El trayecto al ascensor y la breve caminata por el pasillo, quedó rápidamente olvidado para Wilma, pero no para Raúl, quien tuvo la esperanza de que Wilma se negara y solicitara un taxi para regresar a su casa. Pero ella, lejos de negarse, había comenzado a entretejer algunos planes.

-Nos secamos y nos tomamos algo caliente. Tendrás que prestarme algo de ropa. Ja, ja…, nunca me hubiera imaginado esta situación-, las palabras salían atropelladamente por la garganta de Wilma, quien en lo más íntimo de su ser se alegraba por la bendita y oportuna lluvia.
-Raúl giró la llave por obligación-, y abrió de par en par la puerta.

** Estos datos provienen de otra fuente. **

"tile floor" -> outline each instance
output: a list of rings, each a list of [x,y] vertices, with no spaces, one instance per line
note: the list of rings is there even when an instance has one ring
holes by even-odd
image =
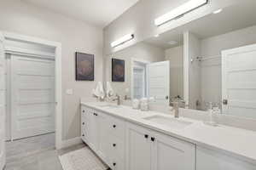
[[[56,150],[54,133],[8,142],[5,170],[62,170],[58,156],[82,147]]]

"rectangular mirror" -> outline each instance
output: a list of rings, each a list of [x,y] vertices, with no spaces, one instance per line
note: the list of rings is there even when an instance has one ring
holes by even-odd
[[[214,11],[106,58],[106,77],[126,99],[256,118],[256,2]],[[111,82],[112,59],[125,82]],[[117,65],[118,67],[118,65]],[[114,69],[113,69],[114,70]],[[119,70],[119,69],[116,69]]]
[[[183,99],[183,51],[182,34],[175,43],[158,37],[141,42],[107,57],[107,81],[119,95],[153,97],[155,103],[169,105],[172,99]],[[120,67],[112,65],[113,59],[125,61],[125,82],[111,81]]]

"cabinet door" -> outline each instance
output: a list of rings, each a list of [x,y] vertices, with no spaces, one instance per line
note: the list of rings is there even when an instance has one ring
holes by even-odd
[[[96,152],[98,150],[98,124],[96,115],[93,110],[88,114],[89,146]]]
[[[154,170],[195,170],[195,144],[159,133],[154,137]]]
[[[126,130],[126,170],[151,170],[150,132],[130,123]]]
[[[98,147],[98,154],[99,156],[108,164],[109,159],[109,139],[108,133],[108,116],[104,114],[98,114],[97,116],[97,133],[98,133],[98,141],[99,141],[99,147]]]

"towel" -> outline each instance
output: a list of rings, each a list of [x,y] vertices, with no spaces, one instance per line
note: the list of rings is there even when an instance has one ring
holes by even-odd
[[[106,95],[108,98],[113,96],[113,90],[109,82],[107,82]]]
[[[103,90],[103,86],[102,82],[98,82],[95,89],[92,89],[92,94],[99,99],[103,99],[105,97],[105,93]]]

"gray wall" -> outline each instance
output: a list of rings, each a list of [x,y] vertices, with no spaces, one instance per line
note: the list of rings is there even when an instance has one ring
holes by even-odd
[[[102,30],[20,0],[0,0],[0,30],[62,43],[63,139],[79,136],[79,99],[102,80]],[[74,52],[95,54],[95,82],[75,81]],[[66,95],[67,88],[73,95]]]
[[[123,49],[143,41],[146,38],[151,37],[155,34],[165,32],[211,14],[212,11],[220,8],[224,8],[236,3],[241,3],[241,0],[211,0],[209,5],[200,8],[179,20],[172,20],[160,27],[154,26],[154,19],[165,14],[185,2],[188,2],[188,0],[140,0],[137,4],[104,28],[104,54],[109,54]],[[129,33],[135,34],[134,40],[118,48],[113,48],[110,47],[111,42]]]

El departamento era más grande de lo que Wilma se había imaginado. Más que pulcro, impoluto. La imagen que proyectaba parecía ser la de una fotografía bien organizada por expertos en decoración. Las tonalidades grises del ambiente minimalista combinaban perfectamente con el fondo siena de las paredes y toda esa armonía era cortésmente rota por el color verde y blanco de algunas Calas y algunos ejemplares de la Flor del Buque.
A pesar de que Raúl vivía solo, todo hacía suponer que la vivienda tenía vida familiar. Dos fruteras rebozaban con ejemplares de la estación y frutos exóticos adquiridos seguramente en el mercado de abastos.
Algo detuvo la observación de Wilma, quien contenía sus ojos a cada instante sobre cualquier cosa que le llamara la atención. Wilma intentaba en este gesto tan cotidiano, atesorar los gustos de Raúl, para hacerlos suyos.

-¿Eso no es olor a café recién preparado?- preguntó Wilma, arrugando su nariz, al tiempo que hacía sonar fuertemente su inhalación y sospechaba que Raúl compartía con alguien el departamento.
-Así es- contestó, mientras comenzaba a sacarse su ropa mojada, sobre el suelo cerámico de la cocina americana.

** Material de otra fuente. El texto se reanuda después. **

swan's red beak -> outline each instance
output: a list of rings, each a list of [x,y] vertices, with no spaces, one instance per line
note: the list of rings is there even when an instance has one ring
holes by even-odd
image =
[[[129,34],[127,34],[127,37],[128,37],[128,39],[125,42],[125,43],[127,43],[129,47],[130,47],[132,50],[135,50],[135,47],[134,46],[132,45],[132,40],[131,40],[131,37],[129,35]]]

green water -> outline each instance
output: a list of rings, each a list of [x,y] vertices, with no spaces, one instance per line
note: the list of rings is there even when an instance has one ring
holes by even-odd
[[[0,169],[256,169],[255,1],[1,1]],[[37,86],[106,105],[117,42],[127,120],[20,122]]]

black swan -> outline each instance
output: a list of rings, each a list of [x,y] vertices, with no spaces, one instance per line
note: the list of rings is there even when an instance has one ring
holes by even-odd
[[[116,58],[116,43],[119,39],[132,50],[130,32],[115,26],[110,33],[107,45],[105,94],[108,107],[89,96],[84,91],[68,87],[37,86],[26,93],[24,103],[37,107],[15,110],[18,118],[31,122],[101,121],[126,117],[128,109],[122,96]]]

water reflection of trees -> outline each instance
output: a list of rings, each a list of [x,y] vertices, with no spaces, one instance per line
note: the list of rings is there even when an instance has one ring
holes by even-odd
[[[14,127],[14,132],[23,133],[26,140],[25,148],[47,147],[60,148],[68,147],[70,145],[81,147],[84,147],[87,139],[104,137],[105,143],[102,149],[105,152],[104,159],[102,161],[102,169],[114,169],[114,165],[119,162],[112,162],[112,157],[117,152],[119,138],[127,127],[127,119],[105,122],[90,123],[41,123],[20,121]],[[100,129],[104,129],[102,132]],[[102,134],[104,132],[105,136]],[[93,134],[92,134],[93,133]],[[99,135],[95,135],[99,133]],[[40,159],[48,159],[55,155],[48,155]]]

Como observó la cara de molestia de Wilma, quien esperaba mayor información ante su pregunta, Raúl continuó argumentando.
-Así es, todos los días cuando he decidido que vendré directamente a casa, llamo desde la oficina a doña Leticia, quien me deja preparado el café-, sonrió y agregó –ahora vete al baño y dúchate con agua bien caliente. Te llevo ropa enseguida.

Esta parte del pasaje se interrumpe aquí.